Si uno revisa la historia de las misiones, éstas han sido posibles por la disponibilidad de los sacerdotes célibes de rito latino que han podido trasladarse hasta los últimos rincones del mundo. Puede cualquiera cerciorarse de ello consultando un mapa sobre la expansión del catolicismo en el orbe.
Los ritos con sacerdotes casados no han sido pródigos en las misiones porque los clérigos se encuentran atados a sus esposas. Por ello, estos ritos suelen circunscribirse a iglesias nacionales y aun regionales, pero no universales.
La disponibilidad de sacerdotes célibes no sólo es importante para las misiones, también para su movilidad en las distintas zonas pastorales de una diócesis. No es tan sencillo que un cura llegue a su casa y le diga a su esposa: “ahora nos mudamos a otra ciudad y a otro barrio, y esto lo haremos cada siete años con hijos y todo”.
Si un sacerdote casado aun preserva los votos de obediencia y de pobreza, ¿es válido que obligue a ellos a su esposa y a sus hijos?
He allí que un problema adicional con los sacerdotes casados, de otros ritos: la frecuente retención que el clérigo hace de su parroquia a punto de convertirla en hereditaria, a sus hijos de sangre. La parroquia se vuelve en cierto modo una propiedad familiar.
Ahora bien, no bastaría que el sacerdote casado fuere un viri probati. Se requeriría también que su esposa y sus hijos sean de probada conducta. De no serlo, mal ejemplo familiar darían a los fieles de su comunidad.
Baste señalar el escándalo y mal ejemplo que se generaría si, por problemas con su esposa, un sacerdote se divorciara de ella.
Hay quienes aducen que la continencia sexual es imposible y, por tanto, no debe imponerse a los sacerdotes. Pues si fuera así, porqué exigirla también a los laicos casados, es más, a los laicos que todavía no se casan. ¿Valdría decir entonces “es que no me pude contener y por eso fui con la prostituta o con la vecina”?

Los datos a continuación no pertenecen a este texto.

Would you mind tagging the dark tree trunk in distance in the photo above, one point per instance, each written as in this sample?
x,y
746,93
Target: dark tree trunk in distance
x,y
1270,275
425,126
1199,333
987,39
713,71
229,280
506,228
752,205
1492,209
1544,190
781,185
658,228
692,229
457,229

Y si el problema es la soledad, ya recomendó Jesucristo que los misioneros vayan de dos en dos. No se puede hablar de soledad si se tienen buenos amigos al lado (que siempre los habrá si se piensa en Jesús). Esos amigos nunca le faltarán al sacerdote si mantiene estrecho contacto con sus hermanos curas, y si sabe acercarse a muchos laicos buenos que lo apoyarán en su comunidad.